European Commission president Ursula von der Leyen hailed the pact as “nothing less than historic”. India’s prime minister Narendra Modi said IMEC would be “the basis of world trade for years to come”, while US president Joe Biden called it “a really big deal.” Saudi Arabia’s Crown Prince Mohammed bin Salman echoed Biden almost verbatim, stating “it is a big deal for us, and for Europe [and] for India”. The parties set themselves a deadline of 60 days to put forward more detailed plans for IMEC’s implementation.

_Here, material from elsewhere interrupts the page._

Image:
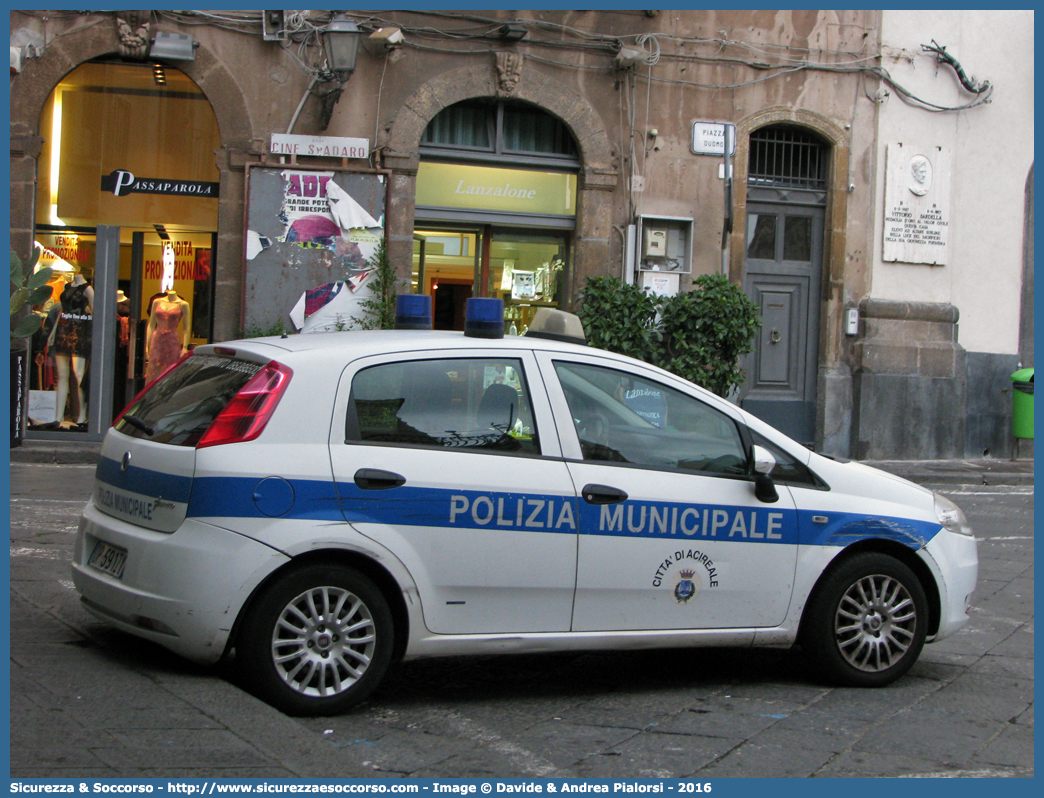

February 2024 saw India and the UAE sign the first formal agreement on the corridor’s development and France’s president Emmanuel Macron appoint a special envoy on IMEC. At the Raisina Dialogue in New Delhi later that month, the Greek prime minister Kyriakos Mitsotakis stressed the importance of the corridor and the need to better connect the EU with India. As Modi said at Raisina, “this is an inter-generational project, and it would be a mistake to see it through the prism of any one event or conflict.” These small signs of activity bode well for a return to formal planning involving all the main parties.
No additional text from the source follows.